Son autre blague préférée était de lui pincer les seins assez fort et de faire un son comme une oie. Si elle laissait tomber le seau d'alimentation, il la pinçait. Si elle était lente avec les tuyaux, il la pinçait. Si elle avait peur de grimper à l'échelle et de regarder les chars, il la pinça. Si elle répondait, il la pinçait. Certains jours, sa poitrine lui faisait si mal qu'elle pouvait à peine le supporter. Et elle enlevait sa chemise et se couchait face contre terre dans leur étang.
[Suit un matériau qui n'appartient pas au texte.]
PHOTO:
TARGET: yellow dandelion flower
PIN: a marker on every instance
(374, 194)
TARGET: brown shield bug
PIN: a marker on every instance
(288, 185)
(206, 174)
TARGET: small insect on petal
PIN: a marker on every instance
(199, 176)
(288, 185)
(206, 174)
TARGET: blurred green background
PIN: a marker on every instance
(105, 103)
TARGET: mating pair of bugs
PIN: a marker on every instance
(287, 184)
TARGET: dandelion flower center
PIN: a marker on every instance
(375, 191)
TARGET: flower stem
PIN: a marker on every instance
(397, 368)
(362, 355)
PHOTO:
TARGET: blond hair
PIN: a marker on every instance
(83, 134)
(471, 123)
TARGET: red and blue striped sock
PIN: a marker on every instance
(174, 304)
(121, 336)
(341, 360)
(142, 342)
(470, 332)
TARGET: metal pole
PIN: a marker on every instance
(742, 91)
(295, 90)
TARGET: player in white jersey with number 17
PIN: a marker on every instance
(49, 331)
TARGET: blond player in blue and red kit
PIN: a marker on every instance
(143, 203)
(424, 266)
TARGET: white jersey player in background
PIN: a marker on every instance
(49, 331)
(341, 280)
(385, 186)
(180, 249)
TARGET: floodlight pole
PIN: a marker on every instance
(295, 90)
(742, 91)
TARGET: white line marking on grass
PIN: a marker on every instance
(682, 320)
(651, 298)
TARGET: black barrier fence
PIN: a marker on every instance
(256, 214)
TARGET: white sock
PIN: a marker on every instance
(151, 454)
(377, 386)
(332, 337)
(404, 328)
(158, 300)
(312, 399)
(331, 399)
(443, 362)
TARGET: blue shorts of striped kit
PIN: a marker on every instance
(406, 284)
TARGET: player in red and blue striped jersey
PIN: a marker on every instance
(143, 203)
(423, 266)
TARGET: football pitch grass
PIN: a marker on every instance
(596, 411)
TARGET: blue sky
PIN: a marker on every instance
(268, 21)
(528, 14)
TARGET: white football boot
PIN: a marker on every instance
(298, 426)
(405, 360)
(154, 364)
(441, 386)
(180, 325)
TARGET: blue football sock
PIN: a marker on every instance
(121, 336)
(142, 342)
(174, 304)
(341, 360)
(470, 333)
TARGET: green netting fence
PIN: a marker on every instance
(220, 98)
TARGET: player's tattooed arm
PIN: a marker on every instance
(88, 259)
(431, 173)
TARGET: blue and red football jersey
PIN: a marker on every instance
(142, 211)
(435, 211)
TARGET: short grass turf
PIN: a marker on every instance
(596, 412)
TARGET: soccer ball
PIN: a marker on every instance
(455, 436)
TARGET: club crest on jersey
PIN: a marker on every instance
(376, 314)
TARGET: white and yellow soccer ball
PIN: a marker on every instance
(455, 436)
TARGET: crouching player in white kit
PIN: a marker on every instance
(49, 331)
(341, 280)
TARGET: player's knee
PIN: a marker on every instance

Lorsque sa mère est tombée malade, Bea est revenue vers eux pour les aider. Elle a nourri sa mère, nettoyé après elle - vomi, merde, plats en croûte, bave, nourriture avariée. Bea a tout fait, et un soir, alors qu'elle avait débarrassé la vaisselle et aidé sa mère à monter sur leur porche, elle lui a demandé aussi directement qu'elle le pouvait pourquoi sa mère lui avait laissé faire ça.
«Faire quoi, ma chère? demanda sa mère.
«Pincez-moi de cette façon, fort sur ma poitrine, ici,» dit Bea, pressant sa main à plat sur sa poitrine, où elle pouvait encore sentir ses doigts agripper, se tordre. Les yeux de sa mère étaient sombres et laiteux. Elle regarda les arbres, leur vaste cour jusqu'aux champs inférieurs où se trouvaient les réservoirs. Elle sentait le cuivré à l'époque. Son corps était comme un ballon dégonflé.
«Oh, il jouait juste avec toi, chérie.
'Ça fait mal. Cela a fait très mal et vous n’avez rien fait », a-t-elle déclaré.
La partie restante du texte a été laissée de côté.